Project Home
Project Home
Documents
Documents
Wiki
Wiki
Discussion Forums
Discussions
Project Information
Project Info
wiki1114: Advanced_Memory_Management_Variable_Page_Sizes (Version 8)

Variable Page Sizes#


Each virtual address space consists of a set of mappings of virtual addresses to physical addresses. These mappings are managed in a page table, with one page table existing for each virtual address space. The CPU must have the appropriate page table entry in its TLB (translation look-aside-buffer) table when a process accesses a virtual address in order to translate that virtual address to a physical address. The operating system ensures that the TLB table contains the necessary page table entries at all times.

Each processor has a limited number of slots available in its TLB table, so as different processes run or as one process refers to different portions of its address space, the operating system must remove older TLB entries and replace them with the page table entries required at the moment. Each time this is necessary (that is, each time a process refers to a bit of memory that is not mapped by the current TLB table) the operating system incurs a bit of overhead (a "TLB-miss exception") to update the TLB table to include the appropriate page table entry.

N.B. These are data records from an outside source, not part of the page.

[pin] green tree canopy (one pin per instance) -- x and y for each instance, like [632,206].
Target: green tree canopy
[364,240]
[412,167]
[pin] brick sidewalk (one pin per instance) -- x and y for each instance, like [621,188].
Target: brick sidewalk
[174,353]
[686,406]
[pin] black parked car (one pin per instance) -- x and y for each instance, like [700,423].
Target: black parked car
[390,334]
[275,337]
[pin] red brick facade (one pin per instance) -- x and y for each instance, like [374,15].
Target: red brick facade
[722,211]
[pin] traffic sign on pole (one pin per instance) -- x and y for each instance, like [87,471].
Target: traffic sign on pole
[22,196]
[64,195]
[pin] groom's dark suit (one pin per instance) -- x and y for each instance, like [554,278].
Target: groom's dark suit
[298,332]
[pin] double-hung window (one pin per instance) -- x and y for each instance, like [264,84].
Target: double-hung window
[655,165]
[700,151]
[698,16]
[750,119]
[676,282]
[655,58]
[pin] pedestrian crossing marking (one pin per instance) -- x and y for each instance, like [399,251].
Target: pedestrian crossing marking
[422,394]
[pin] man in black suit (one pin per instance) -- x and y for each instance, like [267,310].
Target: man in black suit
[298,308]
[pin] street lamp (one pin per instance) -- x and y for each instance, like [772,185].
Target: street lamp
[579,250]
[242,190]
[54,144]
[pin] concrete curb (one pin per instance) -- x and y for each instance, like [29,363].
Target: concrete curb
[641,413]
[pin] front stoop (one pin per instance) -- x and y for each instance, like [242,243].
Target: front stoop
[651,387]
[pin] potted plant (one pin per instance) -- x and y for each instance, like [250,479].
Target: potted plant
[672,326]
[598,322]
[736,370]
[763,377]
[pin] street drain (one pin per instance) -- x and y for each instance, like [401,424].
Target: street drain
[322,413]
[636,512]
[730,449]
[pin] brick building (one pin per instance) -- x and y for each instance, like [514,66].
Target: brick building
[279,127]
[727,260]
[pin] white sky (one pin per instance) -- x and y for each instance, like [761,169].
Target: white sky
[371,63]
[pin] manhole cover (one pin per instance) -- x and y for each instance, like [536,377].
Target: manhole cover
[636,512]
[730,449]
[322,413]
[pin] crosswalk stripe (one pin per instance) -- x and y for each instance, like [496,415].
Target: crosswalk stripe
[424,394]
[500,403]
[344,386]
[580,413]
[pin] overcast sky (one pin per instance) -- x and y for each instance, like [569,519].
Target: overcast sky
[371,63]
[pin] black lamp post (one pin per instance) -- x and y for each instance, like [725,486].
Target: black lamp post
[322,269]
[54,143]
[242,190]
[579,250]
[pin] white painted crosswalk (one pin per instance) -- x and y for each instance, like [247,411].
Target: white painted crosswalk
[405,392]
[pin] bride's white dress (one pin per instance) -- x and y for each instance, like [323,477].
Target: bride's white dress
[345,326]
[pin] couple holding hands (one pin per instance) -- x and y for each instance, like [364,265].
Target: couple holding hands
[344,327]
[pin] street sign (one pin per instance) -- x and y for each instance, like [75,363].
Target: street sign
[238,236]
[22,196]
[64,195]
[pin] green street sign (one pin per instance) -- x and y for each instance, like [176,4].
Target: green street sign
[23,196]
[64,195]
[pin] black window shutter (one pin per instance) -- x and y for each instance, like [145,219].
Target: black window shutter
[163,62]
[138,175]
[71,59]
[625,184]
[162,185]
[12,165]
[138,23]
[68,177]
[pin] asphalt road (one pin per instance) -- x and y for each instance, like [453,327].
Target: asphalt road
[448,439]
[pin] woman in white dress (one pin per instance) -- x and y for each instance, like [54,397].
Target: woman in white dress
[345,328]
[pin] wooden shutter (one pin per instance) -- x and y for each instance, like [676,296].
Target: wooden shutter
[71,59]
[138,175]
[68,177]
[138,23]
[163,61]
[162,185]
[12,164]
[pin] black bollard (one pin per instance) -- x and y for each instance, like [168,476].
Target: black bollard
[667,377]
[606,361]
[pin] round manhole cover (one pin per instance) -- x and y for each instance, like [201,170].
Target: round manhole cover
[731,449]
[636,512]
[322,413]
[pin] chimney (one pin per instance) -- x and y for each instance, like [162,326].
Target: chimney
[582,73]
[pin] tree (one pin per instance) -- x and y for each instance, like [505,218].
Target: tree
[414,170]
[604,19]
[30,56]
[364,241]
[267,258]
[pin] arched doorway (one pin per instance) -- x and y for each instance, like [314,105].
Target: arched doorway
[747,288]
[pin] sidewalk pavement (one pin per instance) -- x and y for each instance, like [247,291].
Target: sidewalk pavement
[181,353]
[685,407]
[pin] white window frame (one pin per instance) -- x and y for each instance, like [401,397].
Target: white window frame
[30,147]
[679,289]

The Advanced Memory Management feature introduces the notion of variable page sizes to the Neutrino memory manager. Before this feature, all page table entries covered 4K blocks of memory. This feature allows the mapping to be performed with different page sizes as appropriate.

For example, prior to this feature a single 64K block of memory would be mapped using 16 4K blocks. This feature allows the system to map that same block of memory as a single 64K map table entry.

The primary benefit of this feature is improved performance due to decreased frequency of TLB misses. With larger memory pages, a single large data structure can be referenced with only a single TLB-miss exception and the TLB table can simultaneously cover a larger portion of all virtual address spaces.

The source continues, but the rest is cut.